How to make data transportable

Lugging a laptop computer around everywhere you go is impractical, so the obvious answer is to transfer all or some of your archive files to a smartphone or tablet for use on the go, so to speak. There are various ways of doing this, but the easiest and most effective way is to use a synching app but take note that while there are many free apps available they are not created equal, and you may have to research the various available options to find one that suits your needs.

Nonetheless, apps like these allow you not only to transfer your files to almost any portable device from your computer but also to share files with other devices via various communication platforms. At a minimum though, your chosen app should allow you to retrieve saved diagnostic data with a smartphone or tablet from remote locations- such as from your computer or storage in the cloud.

If you are tech-savvy, you will no doubt recognise the need to save your data to several locations and/or external devices on a regular, if not daily basis. Equipment failure can happen at any time, so wouldn’t you just hate it if you spend years building up an archive of reference data only to lose all of it due to a sudden, catastrophic hard drive failure?    
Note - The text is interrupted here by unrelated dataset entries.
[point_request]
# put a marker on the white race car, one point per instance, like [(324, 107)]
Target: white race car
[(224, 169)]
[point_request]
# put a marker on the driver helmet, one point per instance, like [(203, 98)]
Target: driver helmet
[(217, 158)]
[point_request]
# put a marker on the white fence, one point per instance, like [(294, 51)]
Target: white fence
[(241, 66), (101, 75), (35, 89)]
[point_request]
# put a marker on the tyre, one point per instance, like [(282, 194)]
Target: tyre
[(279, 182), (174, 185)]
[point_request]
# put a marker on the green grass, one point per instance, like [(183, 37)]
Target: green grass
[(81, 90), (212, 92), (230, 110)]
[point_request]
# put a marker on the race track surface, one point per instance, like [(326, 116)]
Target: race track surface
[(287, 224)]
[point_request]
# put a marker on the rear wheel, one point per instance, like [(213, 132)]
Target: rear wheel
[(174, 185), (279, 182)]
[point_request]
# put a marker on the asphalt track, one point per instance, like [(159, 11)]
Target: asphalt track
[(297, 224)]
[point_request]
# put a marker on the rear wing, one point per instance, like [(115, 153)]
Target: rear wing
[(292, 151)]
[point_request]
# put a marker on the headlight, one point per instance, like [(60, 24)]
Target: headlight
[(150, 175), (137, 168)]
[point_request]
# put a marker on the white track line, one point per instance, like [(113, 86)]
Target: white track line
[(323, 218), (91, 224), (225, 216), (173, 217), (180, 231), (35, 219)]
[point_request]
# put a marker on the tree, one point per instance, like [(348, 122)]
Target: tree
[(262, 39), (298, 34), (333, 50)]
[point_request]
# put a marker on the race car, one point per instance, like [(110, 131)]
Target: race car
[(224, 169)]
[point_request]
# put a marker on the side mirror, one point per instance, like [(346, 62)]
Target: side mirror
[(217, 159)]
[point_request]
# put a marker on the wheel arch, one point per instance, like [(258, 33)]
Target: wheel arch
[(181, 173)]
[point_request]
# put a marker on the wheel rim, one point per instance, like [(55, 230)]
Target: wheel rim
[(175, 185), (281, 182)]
Having access to your own reference data or waveform library can be a real lifesaver, so it seems somewhat strange that so few professional technicians go to the trouble of collecting, sorting, and archiving all the free diagnostic data they generate every day. Nonetheless, we hope that this article has inspired you to create an archive of reference data for your own future reference. You may not do it today, but when you do, you will be very glad that you did when you can reference say, waveforms that you know nobody else has, or has access to.